In a paper published in Health Affairs, Redesigning Primary Care: A strategic vision to improve value by organizing around patients' needs (see commented post) Michael Porter invited us to rethink the organizational model of primary care in accordance with the real needs of the population.
Following the Porterian advice, and just to think a little, it’s worth the excellent Memory of the Catalan Institute of Health (ICS) of 2013, with data from 288 primary health care teams spread throughout the territory, from small local clinics to metropolitan centres with several basic health areas under their care. On page 7 of the document you will see a table elaborated with the attendance of more than 4 million people (who have been visited at least once during the year). The segmentation of this population, grouped with Clinical Risk Group, shows that segments 5, 6 and 7 (different intensities of chronicity) have represented 64.5% of the people who have visited, a group that has consumed 88.8% of the pharmacy and generated 74.7% of urgent hospitalizations (among patients who have been hospitalized two or more times in a year).
If you jump to page 8 of the document you will see an activity chart that collects information from more than 36 million visits to ICS primary care units, of which slightly more than half (52.2%) were physician visits and only 33.5% were visits to the nurse. Whilst keeping segmentation data within sight, look at the figures for the activities that would seem most appropriate for chronic patients: telephone consultations, remote consultations or home visits.
The percentages are on the total activity of doctors and nurses
The relative low activity of the three care modalities collected in the table is a sample of the disagreement of an organizational model designed to guarantee accessibility and the gatekeeper function, with the high prevalence of chronic patients that reflects the segmentation, so it would be convenient to start to redefine the model, along the line indicated by Michael Porter, or already practiced by Kaiser Permanente, according to a new way of organizing primary care that preserves basic values (accessibility and gatekeeper) but is able to adapt the reforms to the real needs of the different population segments.

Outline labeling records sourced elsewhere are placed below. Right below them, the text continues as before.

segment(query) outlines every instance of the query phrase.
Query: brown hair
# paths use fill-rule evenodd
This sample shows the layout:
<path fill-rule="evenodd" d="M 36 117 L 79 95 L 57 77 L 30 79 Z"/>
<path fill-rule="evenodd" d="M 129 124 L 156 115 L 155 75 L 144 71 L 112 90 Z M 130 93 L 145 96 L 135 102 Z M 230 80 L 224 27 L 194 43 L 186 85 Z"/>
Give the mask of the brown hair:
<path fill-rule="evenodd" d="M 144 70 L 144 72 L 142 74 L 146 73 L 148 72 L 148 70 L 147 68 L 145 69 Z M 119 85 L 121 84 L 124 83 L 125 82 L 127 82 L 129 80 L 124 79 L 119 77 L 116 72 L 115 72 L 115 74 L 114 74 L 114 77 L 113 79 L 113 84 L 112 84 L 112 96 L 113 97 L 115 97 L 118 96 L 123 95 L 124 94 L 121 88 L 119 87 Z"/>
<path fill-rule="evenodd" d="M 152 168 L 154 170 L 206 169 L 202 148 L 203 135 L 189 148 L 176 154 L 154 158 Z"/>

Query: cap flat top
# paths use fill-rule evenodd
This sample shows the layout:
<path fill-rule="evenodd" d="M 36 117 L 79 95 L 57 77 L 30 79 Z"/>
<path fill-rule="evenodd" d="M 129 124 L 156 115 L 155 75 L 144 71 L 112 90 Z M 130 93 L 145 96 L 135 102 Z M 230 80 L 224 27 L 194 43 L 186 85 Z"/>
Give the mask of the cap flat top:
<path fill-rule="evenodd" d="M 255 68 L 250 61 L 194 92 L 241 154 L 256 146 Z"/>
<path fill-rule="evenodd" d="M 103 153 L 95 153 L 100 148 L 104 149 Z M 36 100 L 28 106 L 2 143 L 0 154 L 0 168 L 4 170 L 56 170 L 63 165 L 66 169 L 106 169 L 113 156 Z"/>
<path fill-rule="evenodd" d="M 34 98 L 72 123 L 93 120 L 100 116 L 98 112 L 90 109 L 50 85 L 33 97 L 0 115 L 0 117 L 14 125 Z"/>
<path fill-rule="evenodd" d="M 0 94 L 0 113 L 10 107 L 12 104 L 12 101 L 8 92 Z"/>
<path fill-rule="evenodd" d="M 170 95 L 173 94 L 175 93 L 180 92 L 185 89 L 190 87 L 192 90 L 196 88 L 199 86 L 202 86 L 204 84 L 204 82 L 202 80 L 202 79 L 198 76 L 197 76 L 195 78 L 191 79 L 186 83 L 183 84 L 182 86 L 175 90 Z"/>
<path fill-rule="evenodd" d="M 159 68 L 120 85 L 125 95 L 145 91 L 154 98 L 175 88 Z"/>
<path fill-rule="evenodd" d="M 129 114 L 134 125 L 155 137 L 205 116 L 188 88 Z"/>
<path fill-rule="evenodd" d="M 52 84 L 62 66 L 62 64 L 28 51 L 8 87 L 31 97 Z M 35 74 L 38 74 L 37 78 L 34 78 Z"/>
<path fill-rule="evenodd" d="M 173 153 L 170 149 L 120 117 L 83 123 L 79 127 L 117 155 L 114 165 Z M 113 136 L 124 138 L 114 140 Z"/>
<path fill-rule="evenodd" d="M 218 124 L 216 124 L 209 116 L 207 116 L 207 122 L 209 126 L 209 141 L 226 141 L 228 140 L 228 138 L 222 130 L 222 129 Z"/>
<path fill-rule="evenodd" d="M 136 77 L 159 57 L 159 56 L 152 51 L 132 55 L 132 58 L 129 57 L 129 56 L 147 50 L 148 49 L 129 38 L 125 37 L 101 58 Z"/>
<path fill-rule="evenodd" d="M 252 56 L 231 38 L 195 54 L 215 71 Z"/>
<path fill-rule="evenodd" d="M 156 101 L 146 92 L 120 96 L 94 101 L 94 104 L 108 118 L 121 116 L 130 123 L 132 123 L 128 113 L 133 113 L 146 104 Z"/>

In the light of segmentation, the organizational model must be reworked according to the needs of the most typical segments and, therefore, the scheme of a doctor and a nurse who are responsible for all the needs of a given population does not seem to be the most suitable for our times. The specialization of primary care teams must arise from the integration of services to serve specific population groups and, if not, what is the point of stratifying risk and complexity if there is no will to reform accordingly?